Kostenentscheidung nach Hauptsacheerledigung im Nichtzulassungsbeschwerdeverfahren

Tenor

  1. Der Kläger trägt die Kosten des Rechtsstreits.

  2. Der Streitwert wird wie folgt festgesetzt:

ursprünglich:95.000 €
ab 22. Juli 2007:441.602,75 €
ab 15. Oktober 2009:bis 65.000 €

Gründe

1 Der Kläger hat nach Begründung seiner Nichtzulassungsbeschwerde den Rechtsstreit in der Hauptsache für erledigt erklärt. Die Beklagte wurde auf die Folgen des § 91 a Abs. 1 Satz 2 ZPO hingewiesen und hat der Erledigungserklärung nicht widersprochen.

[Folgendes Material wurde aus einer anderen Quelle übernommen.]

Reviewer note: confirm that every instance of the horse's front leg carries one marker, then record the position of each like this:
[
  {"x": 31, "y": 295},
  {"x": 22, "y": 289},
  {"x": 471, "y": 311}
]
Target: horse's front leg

2 Die Erledigung der Hauptsache kann in der Rechtsmittelinstanz, auch noch während des Verfahrens über eine Nichtzulassungsbeschwerde, erklärt werden. Da durch die übereinstimmenden Erklärungen der Parteien der Rechtsstreit insgesamt erledigt ist, ist über alle bisher entstandenen Kosten des Rechtsstreits, einschließlich der Kosten der Vorinstanzen, gemäß der auch im Verfahren der Nichtzulassungsbeschwerde geltenden Vorschrift des § 91 a ZPO nach billigem Ermessen unter Berücksichtigung des bisherigen Sach- und Streitstandes durch Beschluss zu entscheiden. Dabei ist der mutmaßliche Ausgang des Beschwerde- und gegebenenfalls des Revisionsverfahrens zu berücksichtigen (BGH Beschluss vom 1. März 2007 - I ZR 249/02 - NJW-RR 2007, 694, 695).

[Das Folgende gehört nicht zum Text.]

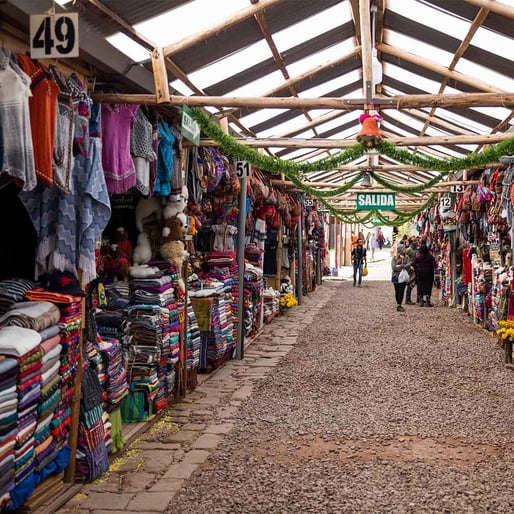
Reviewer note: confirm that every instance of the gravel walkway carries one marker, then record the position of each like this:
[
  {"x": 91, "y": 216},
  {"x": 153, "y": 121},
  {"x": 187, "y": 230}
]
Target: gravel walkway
[{"x": 372, "y": 411}]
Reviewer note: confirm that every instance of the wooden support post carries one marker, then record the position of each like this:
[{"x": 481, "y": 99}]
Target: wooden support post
[
  {"x": 69, "y": 473},
  {"x": 507, "y": 347},
  {"x": 160, "y": 74}
]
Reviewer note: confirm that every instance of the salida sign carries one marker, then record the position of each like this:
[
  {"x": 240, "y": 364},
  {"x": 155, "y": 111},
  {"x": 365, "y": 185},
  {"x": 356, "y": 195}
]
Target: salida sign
[{"x": 376, "y": 201}]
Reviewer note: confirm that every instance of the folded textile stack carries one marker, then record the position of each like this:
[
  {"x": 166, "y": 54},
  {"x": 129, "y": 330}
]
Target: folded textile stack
[
  {"x": 46, "y": 445},
  {"x": 143, "y": 347},
  {"x": 34, "y": 315},
  {"x": 109, "y": 323},
  {"x": 114, "y": 374},
  {"x": 194, "y": 340},
  {"x": 221, "y": 259},
  {"x": 8, "y": 421},
  {"x": 216, "y": 326},
  {"x": 271, "y": 300},
  {"x": 69, "y": 325},
  {"x": 13, "y": 291},
  {"x": 92, "y": 453},
  {"x": 117, "y": 295},
  {"x": 23, "y": 344}
]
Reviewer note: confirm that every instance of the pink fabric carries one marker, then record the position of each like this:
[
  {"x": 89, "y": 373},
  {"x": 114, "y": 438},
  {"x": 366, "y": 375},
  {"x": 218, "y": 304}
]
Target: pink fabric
[
  {"x": 49, "y": 344},
  {"x": 119, "y": 168}
]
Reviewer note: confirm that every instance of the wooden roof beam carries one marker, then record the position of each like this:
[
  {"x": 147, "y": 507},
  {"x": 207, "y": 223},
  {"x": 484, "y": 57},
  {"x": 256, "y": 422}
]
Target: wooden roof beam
[
  {"x": 367, "y": 72},
  {"x": 497, "y": 7},
  {"x": 461, "y": 100},
  {"x": 477, "y": 22},
  {"x": 343, "y": 143},
  {"x": 437, "y": 68}
]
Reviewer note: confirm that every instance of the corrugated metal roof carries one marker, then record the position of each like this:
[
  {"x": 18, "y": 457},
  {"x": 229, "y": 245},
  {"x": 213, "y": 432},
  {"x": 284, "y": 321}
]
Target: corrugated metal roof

3 Danach sind die Kosten in vollem Umfang dem Kläger aufzuerlegen. Eine für den Kläger günstige Entscheidung über die Kosten des Rechtsstreits könnte nur getroffen werden, wenn nach dem Sach- und Streitstand bei Eintritt des erledigenden Ereignisses die Beschwerde gegen die Nichtzulassung der Revision Erfolg gehabt und die Durchführung der Revision zu einer Abweisung der Klage geführt hätte (BGH Beschluss vom 1. März 2007 - I ZR 249/02 - NJW-RR 2007, 694, 695). Dies ist hier nicht der Fall. Die Nichtzulassungsbeschwerde hätte keinen Erfolg gehabt, weil ein Zulassungsgrund nicht gegeben war.

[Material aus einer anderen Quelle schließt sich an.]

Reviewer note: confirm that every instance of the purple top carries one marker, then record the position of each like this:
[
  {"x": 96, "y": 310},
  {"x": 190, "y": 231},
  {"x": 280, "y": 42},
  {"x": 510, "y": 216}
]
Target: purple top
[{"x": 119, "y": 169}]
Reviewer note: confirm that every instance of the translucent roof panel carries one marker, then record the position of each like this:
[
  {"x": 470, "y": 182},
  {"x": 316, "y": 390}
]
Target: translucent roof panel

4 Die Beschwerde des Klägers gegen die Nichtzulassung der Revision wäre zurückgewiesen worden, weil die Rechtssache weder grundsätzliche Bedeutung hatte noch die Fortbildung des Rechts oder die Sicherung einer einheitlichen Rechtsprechung eine Entscheidung des Revisionsgerichts erfordert hätte

(§ 543 Abs. 2 Satz 1 ZPO). Von einer näheren Begründung wird gemäß § 544 Abs. 4 Satz 2 Halbs. 2 ZPO abgesehen.

Hahne Wagenitz Vézina

Dose Klinkhammer

Schlagwörter

cost allocationmootnessnon-admission complaintequitable discretiongrounds for admissionappellate costs

Von Omnilex extrahiert

Kernrechtsfrage

How should costs be allocated after the main proceedings become moot during a non-admission complaint procedure under § 91a ZPO?

Extrahierter Entscheid

The plaintiff must bear the full costs of the litigation, including the costs of the lower courts.

Extrahierte Begründung

In appellate proceedings, including non-admission complaint proceedings, a mootness declaration can terminate the case. The cost decision must then be made under § 91a ZPO by equitable discretion, taking account of the likely outcome of the complaint and any subsequent appeal. Here, the complaint would have failed because no ground for admission existed; therefore a cost allocation favorable to the plaintiff was not justified.